Retroscena della richiesta di un colloquio annullato con un pretesto  all’ultimo minuto. Le domande per un’intervista mai nata.

Dietro la missione mordi e fuggi del ministro c’è la storia di un’intervista programmata, richiesta, forse concessa, poi sospesa a una condizione e infine negata con un pretesto ridicolo. Appena è stata diffusa la notizia dell’arrivo a Cagliari di Antonio Martino (giovedì scorso) L’Unione Sarda ha contattato l’ufficio stampa del ministero della Difesa e ha chiesto un appuntamento. La risposta, rapida e cortese, ha spalancato porte aperte: nessun problema ma è necessario conoscere in anticipo le domande che verranno (che verrebbero) poste al signor ministro. Telefonata successiva, di precisazione: le domande debbono pervenire entro la giornata di venerdì «altrimenti non riusciamo a organizzarci». Le domande sono arrivate a Roma, via fax, poco dopo mezzogiorno, dunque in tempo abbondantemente utile. A quel punto però è improvvisamente cambiato l’ interlocutore. Il colonnello che doveva «dare conferma in capo a qualche ora» è sparito: fuori stanza, momentaneamente lontano dall’ufficio, impegnato al piano di sotto.

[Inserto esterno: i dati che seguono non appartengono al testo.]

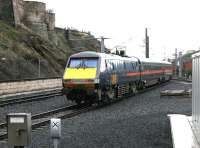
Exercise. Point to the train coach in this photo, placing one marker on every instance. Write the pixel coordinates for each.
(99, 77)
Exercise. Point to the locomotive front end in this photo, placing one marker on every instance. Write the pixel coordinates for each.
(80, 80)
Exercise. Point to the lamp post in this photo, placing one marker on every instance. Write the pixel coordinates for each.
(39, 62)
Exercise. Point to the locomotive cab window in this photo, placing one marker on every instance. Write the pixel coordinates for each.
(83, 63)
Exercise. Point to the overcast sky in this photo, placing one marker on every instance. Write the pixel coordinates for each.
(171, 23)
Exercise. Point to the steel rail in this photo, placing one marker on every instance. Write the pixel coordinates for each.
(65, 114)
(78, 111)
(30, 98)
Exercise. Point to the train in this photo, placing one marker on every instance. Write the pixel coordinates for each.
(99, 77)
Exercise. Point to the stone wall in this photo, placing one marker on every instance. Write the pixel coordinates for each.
(27, 86)
(6, 11)
(18, 9)
(50, 20)
(30, 14)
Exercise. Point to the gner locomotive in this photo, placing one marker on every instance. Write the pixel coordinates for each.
(90, 76)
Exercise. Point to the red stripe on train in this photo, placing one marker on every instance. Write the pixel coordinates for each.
(148, 72)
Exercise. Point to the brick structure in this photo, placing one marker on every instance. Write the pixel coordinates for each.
(29, 14)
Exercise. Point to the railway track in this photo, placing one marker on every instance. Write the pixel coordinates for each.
(30, 98)
(42, 119)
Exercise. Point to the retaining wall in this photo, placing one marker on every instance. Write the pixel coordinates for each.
(27, 86)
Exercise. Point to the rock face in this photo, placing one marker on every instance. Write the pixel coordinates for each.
(30, 14)
(25, 55)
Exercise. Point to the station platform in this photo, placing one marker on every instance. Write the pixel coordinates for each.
(183, 134)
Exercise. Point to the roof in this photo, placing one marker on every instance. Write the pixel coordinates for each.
(113, 56)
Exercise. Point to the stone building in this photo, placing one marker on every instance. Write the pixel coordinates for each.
(30, 15)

Al suo posto s’è fatto vivo un altro ufficiale che, col massimo garbo, ha comunicato: 1) la visita del ministro a Cagliari ha tempi stretti e dunque non si può concedere un’intervista. 2) alle ultime domande (sull’Iraq) il ministro avrebbe risposto non alla stampa ma al Parlamento. 3) perché non
provare «a fare qualche domandina avvicinandosi al momento del buffet?». Le domande che L’Unione avrebbe voluto porre al ministro non sono molte diverse da quelle che gli sono piovute addosso nei centoventi secondi concessi ieri tra l’ingresso del circolo ufficiali e la macchina che doveva portarlo via. Ecco, grosso modo e in sintesi, cosa volevamo sapere: 1) Signor ministro, il Consiglio regionale della Sardegna ha ufficialmente chiesto la chiusura della base Usa di La Maddalena. Che ne dice? 2) L’accordo del ’72 prevedeva la concessione di un punto-attracco, ora invece si parla di base vera e propria: non le sembra eccessivo? 3) Radioattività: secondo lei perché i francesi insistono nel dire che c’è ed è oltre i limiti? 4) Non le pare che una base americana contrasti coi principi della politica di Difesa della Ue? 5) Ottobre 2003, un sommergibile Usa striscia sul fondale. Incidente da niente, dicono gli Usa. Però licenziano commodoro, capitano e sei uomini d’equipaggio: per così poco? 6) Le risulta che gli americani vogliano realizzare un quartier generale con bandiera e polizia Usa? 7) Uranio impoverito: il sottosegretario Cicu fa il pompiere su tutto il fronte. Quando si potrà sapere tutta la verità? 8) Iraq: sarà un altro Vietnam? 9) Siamo in Iraq a fianco degli Usa e non sotto egida Onu: non è una palese violazione della nostra Costituzione? 10) Come può il governo parlare di missione di pace, posto che la guerra non è finita?